“It won’t do nothing but cause innocent people to suffer,” said Raymond Homan, a Tupelo man who said the tag was stolen from his son’s vehicle in Missouri, and his son had to buy a new tag. “They should impound the vehicle and make (offenders) pay the fee to impound it.”
During the 2000 legislative session, lawmakers tightened the screws on DUI offenders, adding a provision that says that drivers charged with second offense DUI face having their vehicle impounded or immobilized and an ignition interlock system installed.
Many law enforcement agencies worried about finding a place to store the impounded vehicles, but Tupelo has worked out a solution to this overcrowding: immobilizing the vehicles by removing their tags.

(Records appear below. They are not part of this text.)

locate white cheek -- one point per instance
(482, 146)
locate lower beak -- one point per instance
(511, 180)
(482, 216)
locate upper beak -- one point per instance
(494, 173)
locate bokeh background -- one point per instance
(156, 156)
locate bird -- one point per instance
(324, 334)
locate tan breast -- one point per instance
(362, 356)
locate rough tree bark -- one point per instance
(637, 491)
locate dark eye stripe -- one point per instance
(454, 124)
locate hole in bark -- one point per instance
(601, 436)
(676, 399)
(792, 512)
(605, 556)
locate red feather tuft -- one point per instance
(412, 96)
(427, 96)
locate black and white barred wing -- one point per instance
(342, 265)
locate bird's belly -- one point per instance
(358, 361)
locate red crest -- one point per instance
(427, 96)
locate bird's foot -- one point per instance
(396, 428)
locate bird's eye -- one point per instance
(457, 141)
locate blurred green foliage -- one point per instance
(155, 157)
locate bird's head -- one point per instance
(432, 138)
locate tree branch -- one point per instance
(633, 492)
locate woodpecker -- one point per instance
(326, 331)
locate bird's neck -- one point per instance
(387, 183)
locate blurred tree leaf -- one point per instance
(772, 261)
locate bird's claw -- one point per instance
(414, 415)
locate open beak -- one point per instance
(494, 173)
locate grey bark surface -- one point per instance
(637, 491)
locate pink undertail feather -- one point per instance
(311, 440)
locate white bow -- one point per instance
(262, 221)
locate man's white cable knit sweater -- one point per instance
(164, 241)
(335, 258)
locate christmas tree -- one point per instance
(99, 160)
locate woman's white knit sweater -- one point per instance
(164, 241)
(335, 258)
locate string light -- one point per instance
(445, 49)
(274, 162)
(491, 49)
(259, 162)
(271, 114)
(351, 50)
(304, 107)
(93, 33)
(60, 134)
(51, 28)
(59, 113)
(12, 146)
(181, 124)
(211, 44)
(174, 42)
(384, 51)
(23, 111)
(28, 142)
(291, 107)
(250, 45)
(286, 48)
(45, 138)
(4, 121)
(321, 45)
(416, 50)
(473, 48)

Regardless of what steps the city takes, says Larry Montgomery, court director for Tupelo Municipal Court, there will always be someone who can figure out how to circumvent the system.
“There’s not a perfect way to impound, immobilize,” Montgomery said. “(Stealing tags) is no more than them stealing cars because theirs is impounded. It’s grand larceny either way. Unless you have a vehicle that’s over 20 years old and the tag costs $30, you’re talking grand larceny.”
Theft of property worth more than $250 is classified as grand larceny, Montgomery said, and most Mississippi tags cost more than $250.
“By taking the tag, we’ve met the law’s requirement,” Montgomery said. “What might happen after that is purely speculation.”